Sunday, September 15, 2013

Venture Capital Returning to Medical Device and Biotech Sector after burning money in healthcare IT.

Venture Capital Returning to Medical Device and Biotech Sector after burning money in healthcare IT.
The year 2013 will be one of climbing out from a long era of darkness for venture capital. After all, you have to go all the way back to 1999 dotcom to find a time when VC earned market-beating returns. When recession hit, the VCs regressed to what they know made money for them IT. Suddenly the VC all jumped on social media play in healthcare, healthcare records, apps that monitor heart rate, blood pressure, oxygenations..silly stuff..thinking this is the way to go.y

Silicon Valley professionals must step out of their 10Mile radius to see what the country need. Just because their next door neighbor worked and made money at FB or twitter the investor thinks the whole life science industry is now moving  to their smart phones to figure out how to treat problems.
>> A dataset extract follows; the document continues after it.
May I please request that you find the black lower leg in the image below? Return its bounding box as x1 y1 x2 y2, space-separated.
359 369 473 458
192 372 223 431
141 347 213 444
IT firms can bring knowledge, not treatments. For example, it can tell a patient all about their errectile dysfunction but will not be able to treat them.  VCs learned this the hard way, all of 2008to 2013 was spent on these new apps, health care record technology and now realizing there is no IP, no patent protection, no exits, instead dealing with crazy competition and no chance of exits.
A general survey of VCs conducted in 2012 " tyipical herd mentality" generated the following results of the survey : Capital is expected to flow into start-ups that provide information technology to businesses. More specifically, 61% of respondents expected increased investment in business IT, while 57% predict a rise in investment in health-care IT.
What happened: Typical VC fund was a big money-loser, generating an internal rate of return of -5.2%

In 2013, Some VCs started buying stake in start-ups that were winding down just to show the deals to their LPs. They would put their associates in-charge of the  start ups. The associates supposed to be from top notch schools, thought this is promotion. It was the paradox, they were set to fail with a poorly run and bad technologies. But the VCs firm looked good on the books. That's what matters when it comes to "CYA"
It appeared that the VCs were reorganizing and making a lean team, but infact were buring more on inefficient companies in the hands of rookies!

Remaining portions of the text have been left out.